Policing in Palestine: Analyzing the EU Police Reform Mission in the West Bank

International efforts for security sector reform (SSR) and state building more broadly, have faced major challenges in the Palestinian Territories. Donor countries struggled to overcome an unwillingness at home to use aid funding for police reform purposes, while managing Israeli obstructionism and security concerns, rivalries between Palestinian police generals and a lack of Palestinian preparedness for the technical and practical aspects of police reform. In this context, the European Union Coordinating Office for Palestinian Police Support (EU COPPS) was established in 2005 as an EU Common Security and Defense Policy (CSDP) mission; the European Union Police Coordinating Office for Palestinian Police Support (EUPOL COPPS), the followup EU police mission, began in 2006. The role of EUPOL COPPS was to provide support to the Palestinian Civil Police (PCP) for immediate operational priorities and longer-term transformational change.
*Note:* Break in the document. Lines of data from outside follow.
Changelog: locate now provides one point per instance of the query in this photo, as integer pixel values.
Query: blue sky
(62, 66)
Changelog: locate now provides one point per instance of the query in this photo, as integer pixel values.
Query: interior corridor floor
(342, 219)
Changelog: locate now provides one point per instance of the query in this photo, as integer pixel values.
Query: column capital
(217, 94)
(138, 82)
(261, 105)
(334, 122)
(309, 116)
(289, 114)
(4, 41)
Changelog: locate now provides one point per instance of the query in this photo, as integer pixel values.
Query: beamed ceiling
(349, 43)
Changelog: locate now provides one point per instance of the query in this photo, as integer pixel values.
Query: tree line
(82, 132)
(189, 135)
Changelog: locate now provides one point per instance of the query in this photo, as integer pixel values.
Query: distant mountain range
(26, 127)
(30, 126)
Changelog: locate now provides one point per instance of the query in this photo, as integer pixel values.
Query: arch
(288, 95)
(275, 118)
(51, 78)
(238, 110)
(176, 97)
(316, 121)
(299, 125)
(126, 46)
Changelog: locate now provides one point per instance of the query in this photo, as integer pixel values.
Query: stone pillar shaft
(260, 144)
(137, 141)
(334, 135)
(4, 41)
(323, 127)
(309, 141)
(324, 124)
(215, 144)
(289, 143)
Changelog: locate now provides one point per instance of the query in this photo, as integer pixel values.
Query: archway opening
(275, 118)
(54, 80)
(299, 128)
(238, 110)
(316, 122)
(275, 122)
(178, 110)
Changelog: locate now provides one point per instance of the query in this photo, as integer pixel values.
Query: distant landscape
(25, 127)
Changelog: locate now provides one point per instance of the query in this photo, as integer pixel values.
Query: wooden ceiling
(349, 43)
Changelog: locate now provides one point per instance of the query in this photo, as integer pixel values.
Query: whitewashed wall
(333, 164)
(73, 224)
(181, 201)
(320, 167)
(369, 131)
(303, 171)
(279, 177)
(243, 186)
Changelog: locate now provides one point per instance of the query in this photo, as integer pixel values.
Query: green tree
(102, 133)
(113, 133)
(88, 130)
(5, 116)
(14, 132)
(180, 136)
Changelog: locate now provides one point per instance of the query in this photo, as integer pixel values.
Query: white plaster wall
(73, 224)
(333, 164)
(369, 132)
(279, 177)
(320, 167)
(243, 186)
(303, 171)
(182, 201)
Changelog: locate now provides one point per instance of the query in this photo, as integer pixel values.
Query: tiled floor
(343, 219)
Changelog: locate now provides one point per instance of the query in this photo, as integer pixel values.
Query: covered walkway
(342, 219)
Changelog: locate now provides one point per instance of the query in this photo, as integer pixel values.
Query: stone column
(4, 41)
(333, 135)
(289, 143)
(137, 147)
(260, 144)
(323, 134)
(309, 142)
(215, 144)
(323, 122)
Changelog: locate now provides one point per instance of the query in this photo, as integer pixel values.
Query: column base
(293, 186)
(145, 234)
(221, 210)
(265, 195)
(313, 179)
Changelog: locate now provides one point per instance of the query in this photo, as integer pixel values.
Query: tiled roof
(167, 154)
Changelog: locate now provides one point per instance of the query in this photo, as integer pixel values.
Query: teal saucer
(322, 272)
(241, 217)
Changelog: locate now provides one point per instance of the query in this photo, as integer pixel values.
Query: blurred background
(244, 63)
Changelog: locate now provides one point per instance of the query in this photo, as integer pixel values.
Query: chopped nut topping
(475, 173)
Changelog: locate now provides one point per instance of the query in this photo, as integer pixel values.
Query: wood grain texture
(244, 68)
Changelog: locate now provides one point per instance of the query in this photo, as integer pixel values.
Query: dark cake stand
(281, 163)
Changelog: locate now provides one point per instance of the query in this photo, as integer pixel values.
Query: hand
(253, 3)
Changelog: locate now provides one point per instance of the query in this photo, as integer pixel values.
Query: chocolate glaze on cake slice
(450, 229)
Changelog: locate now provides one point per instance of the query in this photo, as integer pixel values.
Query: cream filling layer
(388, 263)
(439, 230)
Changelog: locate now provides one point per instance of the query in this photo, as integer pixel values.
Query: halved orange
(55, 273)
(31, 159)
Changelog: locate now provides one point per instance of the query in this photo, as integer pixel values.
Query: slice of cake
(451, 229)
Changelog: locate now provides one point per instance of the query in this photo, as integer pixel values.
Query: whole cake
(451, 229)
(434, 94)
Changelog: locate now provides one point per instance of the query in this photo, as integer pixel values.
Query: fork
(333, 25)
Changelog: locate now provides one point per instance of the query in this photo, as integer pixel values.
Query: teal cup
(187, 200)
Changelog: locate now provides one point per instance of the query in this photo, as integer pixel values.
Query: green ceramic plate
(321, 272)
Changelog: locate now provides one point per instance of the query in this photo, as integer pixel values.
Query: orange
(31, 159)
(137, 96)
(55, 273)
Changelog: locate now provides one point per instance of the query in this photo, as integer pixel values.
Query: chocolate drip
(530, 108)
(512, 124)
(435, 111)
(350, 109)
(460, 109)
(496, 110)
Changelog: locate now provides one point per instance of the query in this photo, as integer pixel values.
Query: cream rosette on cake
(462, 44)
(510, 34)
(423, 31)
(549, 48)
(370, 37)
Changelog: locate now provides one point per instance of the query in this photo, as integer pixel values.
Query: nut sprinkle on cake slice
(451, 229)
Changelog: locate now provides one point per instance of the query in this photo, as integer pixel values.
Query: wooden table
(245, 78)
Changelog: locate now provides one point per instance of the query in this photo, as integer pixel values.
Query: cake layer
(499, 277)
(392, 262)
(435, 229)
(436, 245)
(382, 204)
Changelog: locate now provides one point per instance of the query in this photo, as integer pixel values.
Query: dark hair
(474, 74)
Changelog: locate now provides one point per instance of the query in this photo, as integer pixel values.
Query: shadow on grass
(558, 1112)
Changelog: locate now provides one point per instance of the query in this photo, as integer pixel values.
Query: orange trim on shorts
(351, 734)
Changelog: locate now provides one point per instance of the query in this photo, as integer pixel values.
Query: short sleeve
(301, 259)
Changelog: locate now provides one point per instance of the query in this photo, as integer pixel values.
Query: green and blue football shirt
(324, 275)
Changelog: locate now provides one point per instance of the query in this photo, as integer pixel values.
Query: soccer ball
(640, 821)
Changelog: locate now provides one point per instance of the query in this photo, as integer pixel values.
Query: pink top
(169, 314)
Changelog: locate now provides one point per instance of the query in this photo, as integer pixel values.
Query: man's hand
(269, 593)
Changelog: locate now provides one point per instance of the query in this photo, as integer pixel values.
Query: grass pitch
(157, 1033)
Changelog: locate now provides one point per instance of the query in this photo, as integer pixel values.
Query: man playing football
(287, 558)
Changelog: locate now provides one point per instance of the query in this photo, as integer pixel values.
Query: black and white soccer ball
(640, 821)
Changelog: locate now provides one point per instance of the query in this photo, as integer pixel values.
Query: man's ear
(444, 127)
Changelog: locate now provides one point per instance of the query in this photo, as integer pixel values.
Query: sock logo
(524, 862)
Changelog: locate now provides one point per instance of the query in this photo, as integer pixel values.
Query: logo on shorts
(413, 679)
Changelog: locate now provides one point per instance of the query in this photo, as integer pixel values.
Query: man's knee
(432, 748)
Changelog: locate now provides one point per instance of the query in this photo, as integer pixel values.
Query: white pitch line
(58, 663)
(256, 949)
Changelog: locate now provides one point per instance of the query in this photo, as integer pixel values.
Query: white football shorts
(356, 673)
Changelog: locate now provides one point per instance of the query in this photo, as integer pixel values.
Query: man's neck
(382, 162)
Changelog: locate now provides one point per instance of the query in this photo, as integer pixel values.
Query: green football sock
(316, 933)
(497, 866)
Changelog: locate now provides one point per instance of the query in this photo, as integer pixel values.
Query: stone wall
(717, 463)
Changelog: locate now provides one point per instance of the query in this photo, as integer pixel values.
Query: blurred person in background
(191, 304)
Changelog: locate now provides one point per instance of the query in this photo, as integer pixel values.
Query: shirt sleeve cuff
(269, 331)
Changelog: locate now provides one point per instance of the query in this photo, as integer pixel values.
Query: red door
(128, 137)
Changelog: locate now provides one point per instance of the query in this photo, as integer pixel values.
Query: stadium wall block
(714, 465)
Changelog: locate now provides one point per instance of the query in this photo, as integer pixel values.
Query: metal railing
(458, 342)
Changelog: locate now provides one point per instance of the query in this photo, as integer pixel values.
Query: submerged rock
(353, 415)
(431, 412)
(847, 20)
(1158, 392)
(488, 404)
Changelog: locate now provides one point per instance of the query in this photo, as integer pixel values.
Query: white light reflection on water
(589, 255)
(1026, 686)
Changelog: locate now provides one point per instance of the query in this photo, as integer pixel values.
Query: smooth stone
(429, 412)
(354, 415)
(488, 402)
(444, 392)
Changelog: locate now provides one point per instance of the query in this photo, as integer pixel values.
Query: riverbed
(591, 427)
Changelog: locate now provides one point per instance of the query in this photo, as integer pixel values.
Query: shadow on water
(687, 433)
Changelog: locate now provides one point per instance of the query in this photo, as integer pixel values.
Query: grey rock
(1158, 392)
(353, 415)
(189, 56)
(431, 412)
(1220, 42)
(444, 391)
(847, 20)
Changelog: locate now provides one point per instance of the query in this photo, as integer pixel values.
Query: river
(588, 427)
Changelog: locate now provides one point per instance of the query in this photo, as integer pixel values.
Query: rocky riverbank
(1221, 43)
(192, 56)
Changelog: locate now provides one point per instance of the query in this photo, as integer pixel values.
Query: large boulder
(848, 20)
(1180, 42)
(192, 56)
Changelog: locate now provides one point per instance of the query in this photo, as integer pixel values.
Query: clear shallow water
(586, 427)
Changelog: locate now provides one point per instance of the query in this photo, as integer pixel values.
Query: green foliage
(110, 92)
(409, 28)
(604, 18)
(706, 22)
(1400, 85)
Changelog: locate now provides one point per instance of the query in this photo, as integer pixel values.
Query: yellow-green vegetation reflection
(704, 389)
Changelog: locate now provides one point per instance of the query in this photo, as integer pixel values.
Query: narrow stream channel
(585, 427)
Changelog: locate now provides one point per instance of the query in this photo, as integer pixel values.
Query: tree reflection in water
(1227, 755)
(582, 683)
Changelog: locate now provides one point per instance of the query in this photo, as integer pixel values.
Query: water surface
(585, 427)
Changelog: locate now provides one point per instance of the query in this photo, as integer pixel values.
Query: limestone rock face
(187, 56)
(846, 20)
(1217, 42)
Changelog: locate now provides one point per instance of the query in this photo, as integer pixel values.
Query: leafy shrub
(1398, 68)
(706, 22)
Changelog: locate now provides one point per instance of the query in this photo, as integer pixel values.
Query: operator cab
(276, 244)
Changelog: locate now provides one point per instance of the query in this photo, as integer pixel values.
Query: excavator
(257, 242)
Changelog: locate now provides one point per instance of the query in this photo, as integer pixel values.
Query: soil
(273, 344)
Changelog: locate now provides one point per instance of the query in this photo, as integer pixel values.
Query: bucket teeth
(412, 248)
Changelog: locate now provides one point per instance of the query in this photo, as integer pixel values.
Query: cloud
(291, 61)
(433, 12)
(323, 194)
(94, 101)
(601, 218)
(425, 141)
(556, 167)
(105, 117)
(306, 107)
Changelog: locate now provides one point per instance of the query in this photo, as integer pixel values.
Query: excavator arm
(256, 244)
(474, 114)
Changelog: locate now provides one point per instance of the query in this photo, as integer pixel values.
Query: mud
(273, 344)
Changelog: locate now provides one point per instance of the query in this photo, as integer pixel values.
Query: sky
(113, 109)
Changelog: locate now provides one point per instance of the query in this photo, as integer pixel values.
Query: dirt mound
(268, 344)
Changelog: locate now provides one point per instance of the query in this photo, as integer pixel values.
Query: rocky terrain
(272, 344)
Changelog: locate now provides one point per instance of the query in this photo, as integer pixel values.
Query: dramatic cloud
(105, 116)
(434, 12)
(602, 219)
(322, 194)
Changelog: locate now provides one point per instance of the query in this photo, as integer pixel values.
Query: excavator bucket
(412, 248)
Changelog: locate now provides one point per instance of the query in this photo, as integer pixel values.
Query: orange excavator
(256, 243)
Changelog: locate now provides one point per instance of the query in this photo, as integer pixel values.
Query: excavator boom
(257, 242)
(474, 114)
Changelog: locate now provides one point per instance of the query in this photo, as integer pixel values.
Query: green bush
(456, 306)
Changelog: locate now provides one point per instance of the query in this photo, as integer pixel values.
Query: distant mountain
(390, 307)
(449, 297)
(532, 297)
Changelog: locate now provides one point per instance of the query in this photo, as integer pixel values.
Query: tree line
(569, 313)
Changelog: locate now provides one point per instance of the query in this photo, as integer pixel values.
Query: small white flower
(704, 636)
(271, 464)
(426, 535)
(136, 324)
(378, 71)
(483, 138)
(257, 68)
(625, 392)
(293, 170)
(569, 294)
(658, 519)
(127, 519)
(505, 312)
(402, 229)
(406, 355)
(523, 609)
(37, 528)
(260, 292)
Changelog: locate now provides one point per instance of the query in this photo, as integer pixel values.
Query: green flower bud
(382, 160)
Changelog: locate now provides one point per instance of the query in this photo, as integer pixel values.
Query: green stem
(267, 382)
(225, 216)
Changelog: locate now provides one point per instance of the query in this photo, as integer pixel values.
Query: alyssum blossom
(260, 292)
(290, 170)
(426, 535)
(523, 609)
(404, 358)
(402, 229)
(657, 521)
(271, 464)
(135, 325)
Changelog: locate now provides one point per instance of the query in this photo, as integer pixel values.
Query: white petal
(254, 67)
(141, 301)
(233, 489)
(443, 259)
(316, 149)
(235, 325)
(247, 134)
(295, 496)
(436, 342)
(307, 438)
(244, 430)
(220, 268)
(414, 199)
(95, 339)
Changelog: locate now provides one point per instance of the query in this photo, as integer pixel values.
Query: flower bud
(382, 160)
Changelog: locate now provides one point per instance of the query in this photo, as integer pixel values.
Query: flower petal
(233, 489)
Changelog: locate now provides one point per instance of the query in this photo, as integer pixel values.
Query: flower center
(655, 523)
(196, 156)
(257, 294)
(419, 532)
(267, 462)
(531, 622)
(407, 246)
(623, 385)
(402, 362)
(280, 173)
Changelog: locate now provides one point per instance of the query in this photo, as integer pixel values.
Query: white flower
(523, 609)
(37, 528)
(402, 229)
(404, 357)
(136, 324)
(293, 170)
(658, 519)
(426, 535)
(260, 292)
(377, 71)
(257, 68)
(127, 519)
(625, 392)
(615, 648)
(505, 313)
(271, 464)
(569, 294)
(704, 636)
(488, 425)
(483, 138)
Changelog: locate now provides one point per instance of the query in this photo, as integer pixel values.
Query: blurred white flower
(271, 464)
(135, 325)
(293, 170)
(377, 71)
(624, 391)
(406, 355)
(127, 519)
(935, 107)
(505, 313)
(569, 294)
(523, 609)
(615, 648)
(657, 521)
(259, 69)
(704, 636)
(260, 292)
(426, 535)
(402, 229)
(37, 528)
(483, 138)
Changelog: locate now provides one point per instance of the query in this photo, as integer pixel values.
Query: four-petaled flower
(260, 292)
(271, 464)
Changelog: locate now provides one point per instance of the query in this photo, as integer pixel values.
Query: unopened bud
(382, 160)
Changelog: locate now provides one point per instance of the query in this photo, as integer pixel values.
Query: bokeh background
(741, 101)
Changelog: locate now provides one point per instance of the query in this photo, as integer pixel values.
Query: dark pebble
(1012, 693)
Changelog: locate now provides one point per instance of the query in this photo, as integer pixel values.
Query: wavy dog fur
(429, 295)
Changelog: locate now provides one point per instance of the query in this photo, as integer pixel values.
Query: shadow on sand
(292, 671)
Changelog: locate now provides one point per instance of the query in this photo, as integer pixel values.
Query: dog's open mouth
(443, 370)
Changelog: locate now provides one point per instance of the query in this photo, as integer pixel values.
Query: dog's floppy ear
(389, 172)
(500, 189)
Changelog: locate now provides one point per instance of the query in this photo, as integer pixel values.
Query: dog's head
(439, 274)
As efforts in Iraq and Afghanistan have taught the international community, police reform is not as easy as the train-and-equip standard. Especially in postconflict environments, rebuilding the police should take into account the communities’ needs in order to build legitimacy for the institutions of government. This paper seeks to fill the gap of evaluation in the field of police reform efforts by answering the following questions: How should international actors think about police reform efforts in a subordinate, non-juridical and only partially empirical state, and what role do the monitoring and evaluation of police reform efforts play?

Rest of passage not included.